Non regge neppure l’argomento del diverso sistema di elezione del Consiglio e del presidente, secondo il professore cagliaritano, perché in realtà le due votazioni sono contestuali e strettamente correlate, tanto che una coalizione ottiene più seggi se il suo candidato governatore batte i concorrenti.

Infine non ci sarebbe nessun difetto di proporzionalità nella sanzione della decadenza, né “alcuna violazione del principio democratico di sovranità popolare”. Le leggi sulla trasparenza delle spese elettorali sono “volte a soddisfare interessi di rango costituzionale, primo fra tutti la libertà del voto”, evitando condizionamenti indebiti. Il fatto poi che dalla decadenza del consigliere-presidente discenda lo scioglimento dell’intero Consiglio “non è conseguenza di una sproporzione estrinseca” della sanzione, ma dell’opzione del legislatore per un sistema presidenziale puro, che non prevede mai la possibilità di sostituire, senza interrompere la legislatura (“simul stabunt, simul cadent”), un governatore colpito da sfiducia, o da impedimento, o appunto da decadenza. L’articolo di Betzu si conclude perciò con un’analisi di questo meccanismo, diffuso in quasi tutte le regioni, che “ha decretato notevoli rigidità strutturali, svuotando di senso la democrazia rappresentativa e soppiantandola in larga parte con una democrazia di investitura, basata sul fascino della verticalizzazione del potere”.
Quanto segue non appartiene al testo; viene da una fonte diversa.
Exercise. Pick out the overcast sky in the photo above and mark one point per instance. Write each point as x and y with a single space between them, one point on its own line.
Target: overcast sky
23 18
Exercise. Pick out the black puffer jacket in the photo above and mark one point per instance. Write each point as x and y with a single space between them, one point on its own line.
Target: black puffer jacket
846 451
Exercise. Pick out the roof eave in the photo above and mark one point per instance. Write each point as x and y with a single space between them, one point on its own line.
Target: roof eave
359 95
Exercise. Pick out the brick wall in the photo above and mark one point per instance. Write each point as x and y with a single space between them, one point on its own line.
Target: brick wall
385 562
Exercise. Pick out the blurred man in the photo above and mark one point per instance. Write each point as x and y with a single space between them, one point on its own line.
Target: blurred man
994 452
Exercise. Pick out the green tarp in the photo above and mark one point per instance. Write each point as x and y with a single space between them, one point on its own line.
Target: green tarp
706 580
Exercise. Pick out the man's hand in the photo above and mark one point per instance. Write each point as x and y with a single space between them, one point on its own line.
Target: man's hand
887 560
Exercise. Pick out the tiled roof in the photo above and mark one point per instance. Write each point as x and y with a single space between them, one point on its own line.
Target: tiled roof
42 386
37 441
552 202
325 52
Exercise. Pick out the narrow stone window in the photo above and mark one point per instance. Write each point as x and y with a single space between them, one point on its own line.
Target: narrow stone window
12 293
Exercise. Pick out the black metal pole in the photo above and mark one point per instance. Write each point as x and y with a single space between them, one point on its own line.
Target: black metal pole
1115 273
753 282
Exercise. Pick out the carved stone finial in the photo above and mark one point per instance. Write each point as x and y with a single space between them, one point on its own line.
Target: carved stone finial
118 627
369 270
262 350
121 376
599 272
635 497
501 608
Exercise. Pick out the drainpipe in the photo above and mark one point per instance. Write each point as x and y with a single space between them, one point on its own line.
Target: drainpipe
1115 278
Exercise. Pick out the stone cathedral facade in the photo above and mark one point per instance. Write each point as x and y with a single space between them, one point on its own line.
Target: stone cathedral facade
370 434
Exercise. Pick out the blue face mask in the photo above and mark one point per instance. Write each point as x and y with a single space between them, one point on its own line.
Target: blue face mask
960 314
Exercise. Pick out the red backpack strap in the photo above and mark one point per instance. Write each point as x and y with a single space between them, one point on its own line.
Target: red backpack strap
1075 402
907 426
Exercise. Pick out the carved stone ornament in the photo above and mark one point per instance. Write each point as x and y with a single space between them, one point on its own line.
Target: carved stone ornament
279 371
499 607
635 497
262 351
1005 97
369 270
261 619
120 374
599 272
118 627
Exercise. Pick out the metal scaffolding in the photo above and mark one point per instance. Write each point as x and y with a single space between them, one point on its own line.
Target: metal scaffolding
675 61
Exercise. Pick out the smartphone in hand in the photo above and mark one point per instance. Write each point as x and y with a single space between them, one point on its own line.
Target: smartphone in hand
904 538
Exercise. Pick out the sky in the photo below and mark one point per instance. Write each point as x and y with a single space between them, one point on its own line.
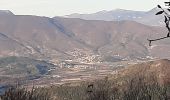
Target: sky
51 8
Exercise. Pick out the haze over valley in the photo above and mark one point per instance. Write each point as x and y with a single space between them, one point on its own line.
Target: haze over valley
79 47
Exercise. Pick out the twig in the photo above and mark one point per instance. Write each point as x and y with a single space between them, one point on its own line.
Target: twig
150 41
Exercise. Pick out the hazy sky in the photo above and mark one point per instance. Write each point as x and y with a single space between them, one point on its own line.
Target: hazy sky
64 7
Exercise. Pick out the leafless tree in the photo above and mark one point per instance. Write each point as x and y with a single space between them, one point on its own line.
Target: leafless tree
166 14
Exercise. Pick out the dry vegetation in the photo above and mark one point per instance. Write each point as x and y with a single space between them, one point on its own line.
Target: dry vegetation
139 82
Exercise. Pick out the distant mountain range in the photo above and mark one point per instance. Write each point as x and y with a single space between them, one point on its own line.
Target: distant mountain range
73 39
144 17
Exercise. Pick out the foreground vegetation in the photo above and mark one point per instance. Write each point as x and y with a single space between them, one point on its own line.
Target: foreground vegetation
136 88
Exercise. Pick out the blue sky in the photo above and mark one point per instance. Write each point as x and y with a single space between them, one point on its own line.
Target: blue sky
64 7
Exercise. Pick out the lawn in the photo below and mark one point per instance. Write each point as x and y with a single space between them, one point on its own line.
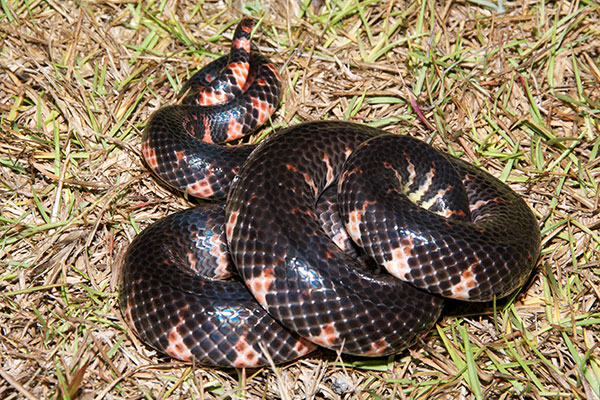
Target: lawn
513 87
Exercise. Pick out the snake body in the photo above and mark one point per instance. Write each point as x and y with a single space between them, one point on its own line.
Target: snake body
440 226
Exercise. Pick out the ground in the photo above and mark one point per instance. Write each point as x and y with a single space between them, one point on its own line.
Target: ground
513 87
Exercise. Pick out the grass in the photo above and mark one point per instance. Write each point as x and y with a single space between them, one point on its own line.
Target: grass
516 92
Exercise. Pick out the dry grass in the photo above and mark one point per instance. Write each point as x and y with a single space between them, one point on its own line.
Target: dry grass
517 93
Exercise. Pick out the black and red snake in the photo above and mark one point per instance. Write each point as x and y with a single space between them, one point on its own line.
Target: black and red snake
440 226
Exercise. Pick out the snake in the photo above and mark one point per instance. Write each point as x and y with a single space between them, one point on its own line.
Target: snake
327 234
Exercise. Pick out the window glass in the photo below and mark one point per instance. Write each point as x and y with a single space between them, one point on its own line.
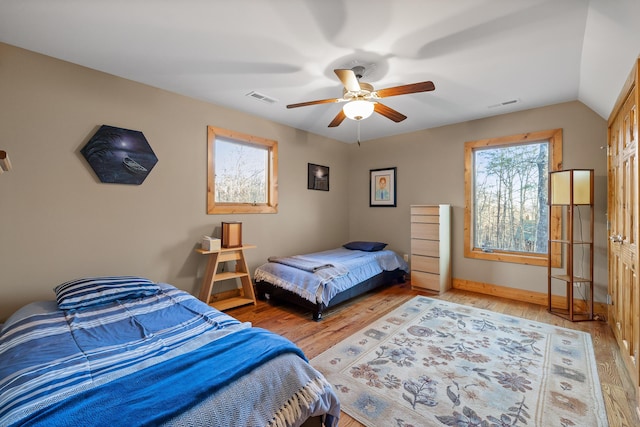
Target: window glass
506 188
242 173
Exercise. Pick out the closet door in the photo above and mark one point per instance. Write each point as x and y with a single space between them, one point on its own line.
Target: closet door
624 310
La prima udienza sul ricorso di Alessandra Todde non ha permesso, a chi ha assistito, di farsi un’idea su ciò che deciderà il tribunale civile. Resta in piedi anche la possibilità che i giudici si pronuncino solo sulla sanzione amministrativa da 40mila euro comminata alla presidente, e non sulla decadenza. Di certo, la questione dell’applicabilità al caso Todde delle regole sulle spese elettorali è centrale: se prevarrà la tesi che la esclude, la decadenza sarà scongiurata. In caso contrario, la fine anticipata della legislatura sarà molto più vicina.